И есть другой единственный выход, который заключается в том, чтобы вновь осознать, что искусство бессмысленно, если оно не опровергает свои же границы. Только сейчас понимаю — правильно нас учили в школе: искусство не должно быть для себя и в себе. Тогда оно теряет назначение, перестает вносить в мир исцеление, справедливость и счастье, в чем и состоит его цель. Йозеф Бойс, преподававший в Дюссельдорфской академии, говорил о смысле профессии: «Однажды большинство студентов осознает, что сильных художников из них не получится. Но даже если кто-то затем станет слесарем, другая — домохозяйкой, а третий, и это предел моих мечтаний, займется промышленным дизайном, то и в таком случае годы учения не прошли для них даром.
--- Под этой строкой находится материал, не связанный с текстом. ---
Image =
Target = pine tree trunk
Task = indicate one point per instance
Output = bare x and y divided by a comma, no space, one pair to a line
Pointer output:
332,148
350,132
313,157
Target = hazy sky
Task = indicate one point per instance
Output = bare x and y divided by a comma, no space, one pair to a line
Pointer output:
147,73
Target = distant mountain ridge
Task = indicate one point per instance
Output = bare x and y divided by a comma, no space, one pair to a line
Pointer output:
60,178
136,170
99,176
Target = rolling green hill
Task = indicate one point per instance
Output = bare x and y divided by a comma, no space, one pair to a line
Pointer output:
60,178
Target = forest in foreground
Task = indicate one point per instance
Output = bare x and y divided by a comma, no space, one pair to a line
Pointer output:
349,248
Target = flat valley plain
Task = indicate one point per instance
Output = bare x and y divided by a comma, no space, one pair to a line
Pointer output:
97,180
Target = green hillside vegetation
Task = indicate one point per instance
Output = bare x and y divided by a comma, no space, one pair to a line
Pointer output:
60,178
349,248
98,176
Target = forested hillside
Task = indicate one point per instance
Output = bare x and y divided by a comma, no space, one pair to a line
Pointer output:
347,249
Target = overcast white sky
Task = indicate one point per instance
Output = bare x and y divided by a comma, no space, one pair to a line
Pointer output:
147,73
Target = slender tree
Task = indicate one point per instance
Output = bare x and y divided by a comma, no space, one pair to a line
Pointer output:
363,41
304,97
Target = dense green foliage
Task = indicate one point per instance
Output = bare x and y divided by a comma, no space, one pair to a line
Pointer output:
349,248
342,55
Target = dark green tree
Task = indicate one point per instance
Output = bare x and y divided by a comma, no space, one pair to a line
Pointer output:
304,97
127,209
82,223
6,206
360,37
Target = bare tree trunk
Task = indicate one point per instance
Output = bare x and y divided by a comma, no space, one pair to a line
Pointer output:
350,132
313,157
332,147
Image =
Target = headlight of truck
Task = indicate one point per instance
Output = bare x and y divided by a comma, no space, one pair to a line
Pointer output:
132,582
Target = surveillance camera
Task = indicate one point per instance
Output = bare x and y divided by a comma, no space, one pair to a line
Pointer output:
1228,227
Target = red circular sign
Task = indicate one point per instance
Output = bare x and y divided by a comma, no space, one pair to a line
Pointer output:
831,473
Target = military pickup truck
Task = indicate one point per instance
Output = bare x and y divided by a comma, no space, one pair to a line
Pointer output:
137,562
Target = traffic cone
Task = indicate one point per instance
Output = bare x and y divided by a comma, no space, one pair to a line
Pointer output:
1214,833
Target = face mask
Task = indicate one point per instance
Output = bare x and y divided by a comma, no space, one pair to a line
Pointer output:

Возможно, за это время они поняли из разговоров со мною, как следует воспитывать своих детей, и для меня это неизмеримо более высокое достижение, чем если бы я объяснил кому-либо из них, как стать великим художником».
Художник есть тот, кто обращает в искусство все, к чему прикасается: так иногда утверждают. Это прекрасный и покуда несбыточный комплимент, но в нем (полагаю, бессознательно) отпечаталось правильное понимание истинной сути и призванья артиста. Если бы он умел делать то, что ему вменяют в заслугу, он стал бы святым, коим и надлежит ему быть в этой жизни. Он освящал бы предметы легчайшим прикосновением, переводя их из пленного, падшего состояния в план исцеления, справедливости и любви. Он мог бы исполнять заповеди духом единым, не исполняя их во плоти. «Рабби, соверши благословение над свининой, и она будет кошерной», — сказано в притче. Именно так. В этом и заключается святость — в магической, сверкающей власти над предметами, в причастности чуду.
Святость — не обязательно «праведна», ее связь с «добродетелью» сложна и нередко побочна. Сострадание, доброта и другие эмоциональные проявления этого рода, подобно политике, лежат в сфере возможного и конституируют эту сферу; они повторяемы, воспроизводимы, более или менее доступны и предназначены для довольно широкого пользования. Святость же иррациональна, она есть качество сущностное, свидетельствующее о фундаментальной инаковости, об отрицании пространства возможного. Язык моральных понятий не приложим к этому безумному поведению. Святость не нравственна и не милосердна, она ослепительна, как ослепительно чудо. Вот кем мог быть художник. Ив Кляйн, Пьеро Манцони, так рано умершие, тянулись к этому идеалу, будучи твердо уверенными в необходимости волшебной, метафизической участи для артиста и его работы. Само тело художника, понимали они, в каждой своей клеточке должно быть священной субстанцией, целебной для всего, что в плену и в пыли. И когда Кляйн, обмазавшись краской, прислонялся к холсту, чтобы тот ожил и стал «светлым», когда Манцони решил раздавать свою кровь в аккуратных флакончиках, они оба стремились к тому, о чем нельзя говорить и что может быть только сделано.